Speaking of networking, you'll want to note that the two
vulnerabilities addressed in MS06-035 are related to how the
server service handles
Server Message Block (SMB) packets. This means that blocking
Port 445 and Port 139 at your network perimeter will block attempts
to exploit these vulnerabilities. This is a best practice we
strongly recommend; if you don't currently block these ports, you
should consider implementing that practice in addition to deploying
these security updates.
MS06-034 is rated important and is the more serious of
the two bulletins that apply to systems running
IIS. One thing to note with
this update is that it is a vulnerability that occurs when
Active Server Pages (ASP) are processed. This means that any
attempt to exploit the vulnerability would require placing a
specially formed ASP page on the system to be processed. Any
restrictions on the ability to place ASP pages on your IIS system
work against attempts to exploit this vulnerability, so you can
factor them into your risk assessment for this issue.
Legacy OS support ends
In closing, I would like to note that with the July Microsoft
monthly security bulletin release our
public support for security updates for Windows 98, Windows 98
Second Edition and Windows Millennium Edition stops. We
provided additional support for critical security updates for these
versions through Windows Update to allow customers additional time
to migrate off them. With this expiration, we will no longer offer
security updates for these versions of Windows. We encourage anyone
who is still using these versions to upgrade to a version of
Windows that we are still publicly supporting for security updates.
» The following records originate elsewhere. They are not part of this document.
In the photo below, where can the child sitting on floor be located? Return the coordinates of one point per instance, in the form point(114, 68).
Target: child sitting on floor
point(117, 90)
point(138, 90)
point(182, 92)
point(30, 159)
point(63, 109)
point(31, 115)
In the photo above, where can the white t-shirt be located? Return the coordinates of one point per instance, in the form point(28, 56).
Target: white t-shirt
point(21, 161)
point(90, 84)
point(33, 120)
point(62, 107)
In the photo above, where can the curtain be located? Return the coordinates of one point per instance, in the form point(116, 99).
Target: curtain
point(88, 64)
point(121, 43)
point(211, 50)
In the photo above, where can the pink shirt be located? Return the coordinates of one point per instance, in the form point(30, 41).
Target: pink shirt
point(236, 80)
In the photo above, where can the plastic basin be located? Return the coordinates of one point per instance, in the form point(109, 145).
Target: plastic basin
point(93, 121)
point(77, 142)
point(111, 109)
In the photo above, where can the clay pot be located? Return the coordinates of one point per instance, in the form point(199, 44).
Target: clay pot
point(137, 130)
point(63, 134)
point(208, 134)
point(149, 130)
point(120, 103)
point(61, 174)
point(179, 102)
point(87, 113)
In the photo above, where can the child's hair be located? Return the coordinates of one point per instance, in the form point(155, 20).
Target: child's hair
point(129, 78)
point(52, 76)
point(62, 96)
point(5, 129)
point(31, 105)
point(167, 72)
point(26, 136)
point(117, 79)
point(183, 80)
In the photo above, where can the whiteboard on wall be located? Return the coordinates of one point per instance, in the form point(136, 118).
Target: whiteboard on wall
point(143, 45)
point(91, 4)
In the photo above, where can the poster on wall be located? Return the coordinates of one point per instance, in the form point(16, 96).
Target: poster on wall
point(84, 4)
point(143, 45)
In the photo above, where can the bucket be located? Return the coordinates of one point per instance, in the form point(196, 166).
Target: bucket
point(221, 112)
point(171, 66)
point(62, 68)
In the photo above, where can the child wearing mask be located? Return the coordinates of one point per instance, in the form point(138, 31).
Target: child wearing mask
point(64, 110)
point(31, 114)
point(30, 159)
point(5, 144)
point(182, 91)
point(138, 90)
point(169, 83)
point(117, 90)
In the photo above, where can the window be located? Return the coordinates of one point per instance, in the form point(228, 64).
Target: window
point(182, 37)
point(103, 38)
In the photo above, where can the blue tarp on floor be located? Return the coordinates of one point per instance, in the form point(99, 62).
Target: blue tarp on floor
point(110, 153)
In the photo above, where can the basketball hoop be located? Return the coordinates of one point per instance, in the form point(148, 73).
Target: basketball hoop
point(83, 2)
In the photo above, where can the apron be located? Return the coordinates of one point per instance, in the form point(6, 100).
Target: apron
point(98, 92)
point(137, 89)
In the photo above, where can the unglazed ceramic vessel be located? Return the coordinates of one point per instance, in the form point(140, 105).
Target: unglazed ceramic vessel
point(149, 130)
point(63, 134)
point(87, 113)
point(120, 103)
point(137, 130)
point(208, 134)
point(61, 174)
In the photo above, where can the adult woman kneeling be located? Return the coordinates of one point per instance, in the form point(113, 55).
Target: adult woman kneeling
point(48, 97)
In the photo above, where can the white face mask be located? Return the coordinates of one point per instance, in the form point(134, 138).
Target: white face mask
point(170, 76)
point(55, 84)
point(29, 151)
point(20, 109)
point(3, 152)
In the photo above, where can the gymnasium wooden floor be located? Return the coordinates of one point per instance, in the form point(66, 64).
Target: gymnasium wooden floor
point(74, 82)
Microsoft offers more information on its product support policies
at the Microsoft
Support Lifecycle Web site.
Also, on Wednesday, July 12, 2006, at 2:00 p.m. EDT, we'll host
our
live webcast, where we will talk about this month's release and
answer your questions. We hope you'll join us.
Finally, mark your calendar for Tuesday, Aug. 8, 2006, for our
August Microsoft monthly security bulletin release.